Robba
 



Lettre persane



Lorsque Montesquieu donnait vie à Usbek et Rica dans ses Lettres Persanes, il s’agissait de dresser un sévère rapport d’étonnement des mœurs alors en vigueur en France. Rien de tel dans cette aventure qui se joue entre Balagne et Iran, entre Tonì Casalonga et Mohammad Reza Rashtizadeh, qui a abouti notamment à la création d’un authentique tapis persan aux couleurs de Pigna.



Il y eut certes la venue du maître du tombak, Djamchid Chémirâmi, pour un concert de musique persane. Mais c’est depuis que notre ami et voisin Pierre-René a épousé à Paris Roxane, Iranienne, que Pigna a tissé un lien particulier avec la culture persane. Grâce à eux, en 2015, l’Ensemble Pallett de Téhéran régala le public de Festivoce d’une mémorable soirée de jazz irano-corse en duo avec Zamballarana. Et puis un nouveau chapitre de cette relation s’est ouvert avec la venue au village, en principe pour quelques jours de vacances, de leur ami Mohammad Reza Rashtizadeh, arrivé directement de Qom où il a révolutionné par ses créations l’art millénaire du tissage.

Reza est depuis revenu chaque année à Pigna, et à la troisième fois il décida d’offrir un tapis en hommage à ce village qu’il s’est pris à aimer. Il me demanda de dessiner quelques motifs qui pourraient le symboliser, il les combina avec la subtilité et la science de l’entrelacs que seuls les siècles savent polir.

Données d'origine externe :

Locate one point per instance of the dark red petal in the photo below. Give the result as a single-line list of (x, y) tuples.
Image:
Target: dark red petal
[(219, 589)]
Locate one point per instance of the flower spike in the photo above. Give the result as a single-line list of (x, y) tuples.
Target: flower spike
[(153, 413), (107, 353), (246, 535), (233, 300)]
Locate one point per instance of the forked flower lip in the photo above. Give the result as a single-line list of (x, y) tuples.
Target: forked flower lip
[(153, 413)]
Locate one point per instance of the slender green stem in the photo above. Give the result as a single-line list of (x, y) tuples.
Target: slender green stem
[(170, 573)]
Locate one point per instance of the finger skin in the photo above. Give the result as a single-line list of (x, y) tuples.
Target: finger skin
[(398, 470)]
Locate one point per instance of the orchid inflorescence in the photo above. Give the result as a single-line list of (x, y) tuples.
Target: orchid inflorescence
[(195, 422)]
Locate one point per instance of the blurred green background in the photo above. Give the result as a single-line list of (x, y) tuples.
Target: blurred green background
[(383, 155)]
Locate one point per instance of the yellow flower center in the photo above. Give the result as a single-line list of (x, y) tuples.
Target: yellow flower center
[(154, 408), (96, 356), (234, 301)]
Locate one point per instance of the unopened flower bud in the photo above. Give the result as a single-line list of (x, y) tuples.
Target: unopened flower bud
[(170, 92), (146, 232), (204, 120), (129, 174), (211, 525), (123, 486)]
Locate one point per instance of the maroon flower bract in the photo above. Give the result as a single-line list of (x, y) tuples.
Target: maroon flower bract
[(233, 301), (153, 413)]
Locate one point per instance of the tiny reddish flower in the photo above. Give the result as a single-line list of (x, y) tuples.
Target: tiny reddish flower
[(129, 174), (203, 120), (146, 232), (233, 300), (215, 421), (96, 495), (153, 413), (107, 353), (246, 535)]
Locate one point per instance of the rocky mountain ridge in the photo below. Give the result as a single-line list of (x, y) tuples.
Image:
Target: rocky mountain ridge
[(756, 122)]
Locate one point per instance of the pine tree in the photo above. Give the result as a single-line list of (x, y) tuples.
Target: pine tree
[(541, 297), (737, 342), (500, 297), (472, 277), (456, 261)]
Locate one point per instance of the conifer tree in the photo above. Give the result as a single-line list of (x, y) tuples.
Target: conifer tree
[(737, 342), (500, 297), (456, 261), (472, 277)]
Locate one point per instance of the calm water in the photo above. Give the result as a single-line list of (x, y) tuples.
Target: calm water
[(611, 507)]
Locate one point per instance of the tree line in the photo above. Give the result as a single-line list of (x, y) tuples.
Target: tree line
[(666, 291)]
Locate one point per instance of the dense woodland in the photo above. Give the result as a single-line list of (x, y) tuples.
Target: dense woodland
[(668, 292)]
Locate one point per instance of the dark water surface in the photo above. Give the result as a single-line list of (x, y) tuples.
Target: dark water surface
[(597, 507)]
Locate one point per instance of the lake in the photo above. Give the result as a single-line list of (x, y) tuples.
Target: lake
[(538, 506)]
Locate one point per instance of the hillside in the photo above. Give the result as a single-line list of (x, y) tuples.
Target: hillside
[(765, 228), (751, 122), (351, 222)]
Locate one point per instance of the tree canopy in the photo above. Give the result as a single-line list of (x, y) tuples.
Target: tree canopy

On y voit la pomme de pin emblématique, les clochetons jumeaux de l’église, le palmier et le cyprès qui leur répondent, et au loin la mer. Dix-sept mois et deux mille six cent quarante-six heures de tissage plus tard, le tapis de laine et de soie bigarré de treize couleurs était déposé sur la terre de Balagne.
Au cours de nos conversations, j’étais toujours frappé par l’originale pertinence de ses remarques à propos de la Corse, auxquelles je ne manquais pas de trouver une allure de « lettres persanes ». C’est pourquoi je lui demandai d’écrire quelques mots pour Robba.
 
 

Jahangir  Khan,
Be Khoda. Que Dieu te protège et que ton ombre ne diminue jamais.
 
Je me suis rendu à plusieurs reprises en Corse, cette île de la mer ligurienne dont on vante la splendeur.
Un Persan tombe instantanément sous le charme du paysage qui lui rappelle les monts verdoyants du massif de l’Elbourz descendant en terrasses sur la Mer Caspienne et ses forêts de chênes et châtaigniers. Il admire les torrents d’eau fraiche dévalant la pente, les villages accrochés à flanc de montagne et leurs vieilles pierres ayant résisté au temps et aux invasions (chacun ses malheurs : pour nous les Mongols et les Arabes, pour eux les Vandales et les Maures).
 
Le choc se produit lorsque le Persan rencontre un indigène.
 
Nous sommes imprégnés depuis l’enfance par le cérémonial des salutations. Où que l’on soit dans le bazar ou dans le fond de la campagne, lorsque l’un d’entre nous croise un étranger, il le couvre de taarofs (formules de politesse), dont la traduction seule fait la joie d’un occidental. Les formules que nous proclamons comme nous récitons des versets du Coran sont foison : « ma maison est votre maison », « que je meure pour vous », « que mes yeux soient illuminés », et ainsi de suite jusqu’à épuisement. Nous en possédons une collection en réserve prête à l’emploi, que nous enrichissons régulièrement. D’où l’adage : « la politesse est une monnaie destinée à enrichir non pas celui qui la reçoit, mais celui qui la donne ». Ensuite, avant que notre interlocuteur n’ait pu se présenter, nous l’invitons chez nous à prendre le thé, à dîner et à demeurer la nuit. Propositions qu’il serait de la plus grande goujaterie d’accepter. C’est seulement après tout notre cérémonial que le voyageur pourra enfin demander son chemin ou l’adresse d’un hôtel. Et tout recommence au moment de se quitter.
 
En Corse, le premier contact avec l’habitant peut causer au Persan un intense désarroi. Point de démonstration de bienvenue. D’une voix grave, le Corse gratifie son vis-à-vis d’un « bonjour » ou d’un « salute » comme s’il regrettait déjà cette largesse avant de l’avoir prononcée, et l’examine silencieusement des pieds à la tête avec le regard d’un Émir Mamelouk dévisageant un sultan qu’il s’apprête à décapiter pour lui ravir ses fonctions.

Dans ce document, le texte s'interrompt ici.